The comment was not about SAF carbon footprint–instead, it addressed whether production of Ethanol actually DOES anything, considering the fuel used in production of Ethanol. In Brazil’s case, the only way to make it productive is using sugar cane–both for the feed stock and the stalks to run the distillery. That doesn’t appear to be an option in the U.S. (or even northern Brazil)

By the time you apply fertilizer, till the ground, harvest the corn, dry it, and transport it, (all requiring fuel) it becomes dubious that any fuel is actually being saved. I’d LIKE to see it work, but have yet to see a “closed loop example”–fuel expended vs. produced. In my childhood, people still discussed “perpetual motion machines” as a way of producing useful work–none have ever been produced. Emilie du Chatelet–"Energy cannot be created or destroyed, it can only be transformed or transferred from one form to another. For instance, chemical energy is converted to kinetic energy when a stick of dynamite explodes…"but energy is not CREATED.

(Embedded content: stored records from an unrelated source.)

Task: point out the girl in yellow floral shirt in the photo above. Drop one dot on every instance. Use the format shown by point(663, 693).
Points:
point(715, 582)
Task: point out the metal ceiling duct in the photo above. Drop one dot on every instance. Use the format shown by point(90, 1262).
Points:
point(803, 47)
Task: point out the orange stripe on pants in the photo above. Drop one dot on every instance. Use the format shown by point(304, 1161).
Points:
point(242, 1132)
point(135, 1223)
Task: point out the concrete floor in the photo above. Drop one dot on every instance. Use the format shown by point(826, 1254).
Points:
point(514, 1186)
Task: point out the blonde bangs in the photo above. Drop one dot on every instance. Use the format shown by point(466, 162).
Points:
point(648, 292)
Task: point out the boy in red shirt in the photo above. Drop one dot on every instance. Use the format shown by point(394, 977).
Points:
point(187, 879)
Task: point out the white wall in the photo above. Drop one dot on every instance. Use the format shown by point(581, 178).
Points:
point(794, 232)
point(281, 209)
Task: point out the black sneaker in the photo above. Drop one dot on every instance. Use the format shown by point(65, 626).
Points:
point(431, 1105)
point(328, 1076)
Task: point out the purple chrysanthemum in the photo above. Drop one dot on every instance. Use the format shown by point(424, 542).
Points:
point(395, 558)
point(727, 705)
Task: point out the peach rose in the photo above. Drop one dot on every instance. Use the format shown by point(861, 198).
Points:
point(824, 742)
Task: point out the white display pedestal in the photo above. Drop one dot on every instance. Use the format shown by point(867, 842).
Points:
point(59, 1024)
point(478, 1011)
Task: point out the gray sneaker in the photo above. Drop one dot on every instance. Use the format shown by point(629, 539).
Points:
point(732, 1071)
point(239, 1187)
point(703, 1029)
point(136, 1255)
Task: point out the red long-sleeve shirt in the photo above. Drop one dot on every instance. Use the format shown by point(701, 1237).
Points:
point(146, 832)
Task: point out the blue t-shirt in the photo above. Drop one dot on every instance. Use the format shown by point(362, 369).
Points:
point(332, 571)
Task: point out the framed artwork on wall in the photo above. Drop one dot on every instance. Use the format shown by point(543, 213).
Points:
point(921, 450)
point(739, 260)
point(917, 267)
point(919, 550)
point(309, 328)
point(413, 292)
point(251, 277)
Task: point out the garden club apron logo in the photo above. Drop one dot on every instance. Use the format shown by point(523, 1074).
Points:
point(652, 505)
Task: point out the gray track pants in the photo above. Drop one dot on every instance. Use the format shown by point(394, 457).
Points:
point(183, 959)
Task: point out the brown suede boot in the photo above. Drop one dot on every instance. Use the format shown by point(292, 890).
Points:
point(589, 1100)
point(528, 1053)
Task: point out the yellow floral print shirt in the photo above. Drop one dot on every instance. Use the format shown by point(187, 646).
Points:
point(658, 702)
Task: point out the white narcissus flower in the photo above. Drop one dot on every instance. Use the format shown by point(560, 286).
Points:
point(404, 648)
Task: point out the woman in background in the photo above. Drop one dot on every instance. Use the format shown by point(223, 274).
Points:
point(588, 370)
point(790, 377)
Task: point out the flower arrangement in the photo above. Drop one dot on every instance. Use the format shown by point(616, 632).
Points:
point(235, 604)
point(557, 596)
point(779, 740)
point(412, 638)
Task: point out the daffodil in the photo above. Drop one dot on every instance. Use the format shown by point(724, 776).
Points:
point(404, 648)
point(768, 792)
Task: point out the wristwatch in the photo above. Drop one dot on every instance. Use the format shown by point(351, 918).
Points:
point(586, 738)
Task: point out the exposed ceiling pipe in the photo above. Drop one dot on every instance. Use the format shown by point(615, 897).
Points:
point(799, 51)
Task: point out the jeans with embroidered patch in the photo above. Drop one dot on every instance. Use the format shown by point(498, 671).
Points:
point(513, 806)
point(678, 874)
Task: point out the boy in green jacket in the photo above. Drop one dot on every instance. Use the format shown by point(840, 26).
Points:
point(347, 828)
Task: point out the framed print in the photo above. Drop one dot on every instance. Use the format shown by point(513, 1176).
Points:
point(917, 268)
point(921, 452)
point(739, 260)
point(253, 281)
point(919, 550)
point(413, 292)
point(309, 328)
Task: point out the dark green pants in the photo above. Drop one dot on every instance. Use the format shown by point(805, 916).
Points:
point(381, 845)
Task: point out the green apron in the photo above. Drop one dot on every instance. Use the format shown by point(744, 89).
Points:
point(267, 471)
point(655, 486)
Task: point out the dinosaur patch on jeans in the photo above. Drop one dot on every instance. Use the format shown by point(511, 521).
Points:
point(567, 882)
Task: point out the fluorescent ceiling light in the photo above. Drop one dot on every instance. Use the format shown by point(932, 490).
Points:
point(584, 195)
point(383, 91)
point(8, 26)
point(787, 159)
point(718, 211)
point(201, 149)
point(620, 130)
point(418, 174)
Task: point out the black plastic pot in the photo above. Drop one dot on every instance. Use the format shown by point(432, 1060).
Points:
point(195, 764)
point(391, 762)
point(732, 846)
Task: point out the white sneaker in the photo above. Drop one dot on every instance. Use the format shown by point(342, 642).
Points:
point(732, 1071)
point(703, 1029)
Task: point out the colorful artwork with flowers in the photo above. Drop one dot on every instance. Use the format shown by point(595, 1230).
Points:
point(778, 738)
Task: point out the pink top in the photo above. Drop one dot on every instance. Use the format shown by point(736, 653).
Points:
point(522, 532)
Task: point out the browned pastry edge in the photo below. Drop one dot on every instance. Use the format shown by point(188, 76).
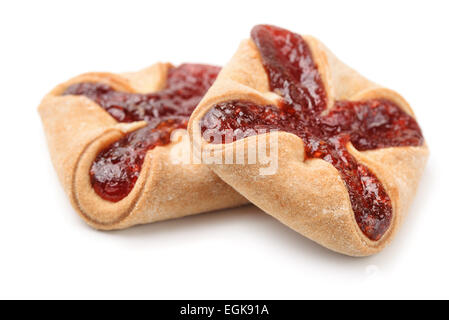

Why is this so complicated?

Eat food burn Avgas/Jet A.

Never vice versa.

Well, do-gooders do not thin things though, nor have guts to walk their talk.

Ayup, apperance of doing something while feeding cronies.

Government is rotten with activists who’ve wormed their way in after being violent on streets.

And some companies are.

"Sustainable’ is a scam, based on shortage mentality.

Free people protected by defense and justice systems feed people and invent substitutes where needed.

Dig deep and you’ll find the ideology of fixed-pie economics and drive-to-the-bottom ethics that comes from denial of the effectiveness of the human mind for life - Marxism.

As different from fossil fuel. You should explain.

Fossil fuel is carbon that is stuck deep in the ground, we pull out it out and burn it in airplanes, that adds carbon to the atmosphere because otherwise it will have just stayed in the ground.

When plants or trees grow, they suck carbon out of the atmosphere to create their structure. All of the carbon in a plant or tree comes from the air. You harvest* those for food (or SAF), then you burn it in your stomach or jet engine and release carbon dioxide, but it is exactly the same amount of carbon that was in the plants, which was all taken from the atmosphere, using solar energy. So it’s a closed loop.

The harvest and processing is where things go wrong as Jim points out above. All the energy required for harvest and processing may require carbon, which means it has a carbon footprint unless you are using nuclear or solar or whatever for that part.

It wouldn’t be a perpetual motion machine because sunlight is your input to grow the crops. To be honest I don’t know enough about the state of the technology on it to say whether it is a pipe dream or not. My uninformed impression is that it is a lot more practical to reduce carbon than electric aircraft (that may not be saying much), but it is underfunded due to the aesthetics of it not being pleasing to environmentalist types, who’s preferred solution seems to be population collapse, subsistence farming, drum circles, and shivering in the dark.

Sure it does. There is a difference between carbon which was captured from the atmosphere millions of years ago, and sequestered as petroleum, versus carbon which was captured from the atmosphere in recent months by forests and crops. Spitting the former out of the back of an engine increases the net amount of carbon in the atmosphere. Spitting the latter out, returns carbon to the atmosphere from which it recently came.

Simple. It is a matter of when the carbon came out of the atmosphere, relative to human lifetimes. The carbon released by burning SAF was captured from the atmosphere in recent months by plants. The carbon released by burning petroleum was captured from the atmosphere millions of years ago. That time difference matters for the impact on the climate.

You are missing the point. The question is about what the Jet A is made from: petroleum, or “abundant biomass, such as forest and crop waste”.

That’s even funnier. Chemistry does not care. If anything the process will keep jets flying decades LONGER into the future than they otherwise would and so will increase carbon emissions in the atmosphere HIGHER than otherwise. Duh!